In a recent speech at the NYC Bar Association’s Third Annual White Collar Crime Institute, SEC Chair Mary Jo White outlined three key pressure points in the current enforcement environment.  She described the challenges of the first pressure point – when multiple regulators are involved in the same or overlapping investigations.  She noted that cases with more than two regulators are increasingly common.  While understanding the inclination of regulators wanting to be involved in all cases touching on their jurisdictions, she encouraged regulators to coordinate with each separate agency making “a frank assessment of whether it brings the right expertise, jurisdictional authority, and appropriate remedies to the table.”  She outlined benefits of parallel criminal and civil investigations, and discussed when such cases are most appropriate. 

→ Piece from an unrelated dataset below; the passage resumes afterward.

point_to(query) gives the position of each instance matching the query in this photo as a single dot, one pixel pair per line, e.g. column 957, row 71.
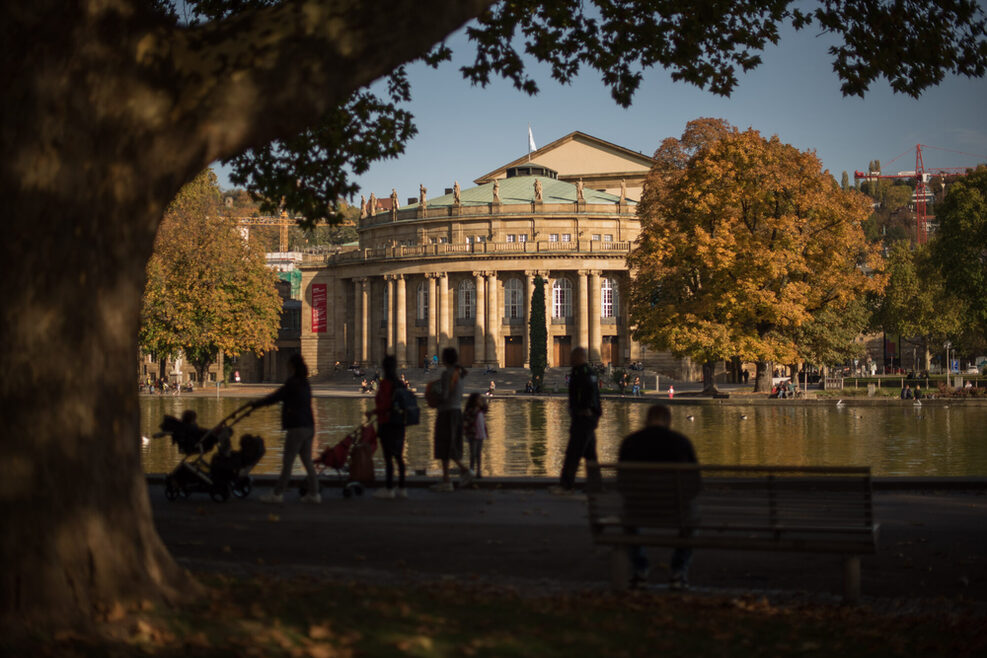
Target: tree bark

The second pressure point Chair White identified is the selection of individuals or entities as defendants.  She refuted the common perception that the SEC is reluctant to charge individuals, noting that an internal staff analysis found that the agency charged individuals in 83% of its actions.  However, she emphasized the need to hold corporations accountable as well.  She stated that strong deterrence requires both avenues of accountability “because the law rightly places responsibility on the corporation for its employees’ wrongful conduct and it is often the corporate and compliance culture, or lack thereof, that fosters or fails to prevent wrongdoing.”

The range of remedies and ultimate resolutions was the final pressure point Chair White discussed.  She stated that she has encouraged the SEC’s Enforcement Division to pursue bars from the industry that prevent wrongdoers from working in the industry or appearing before the SEC as a way to product the public from future harm.  She also stated that the agency had recently had increased the agency’s focus on obtaining undertakings that would require the use of monitors or independent compliance consultants as another way to protect the public.  Finally, she discussed the SEC’s implementation of a policy requiring admissions of wrongdoing in certain cases.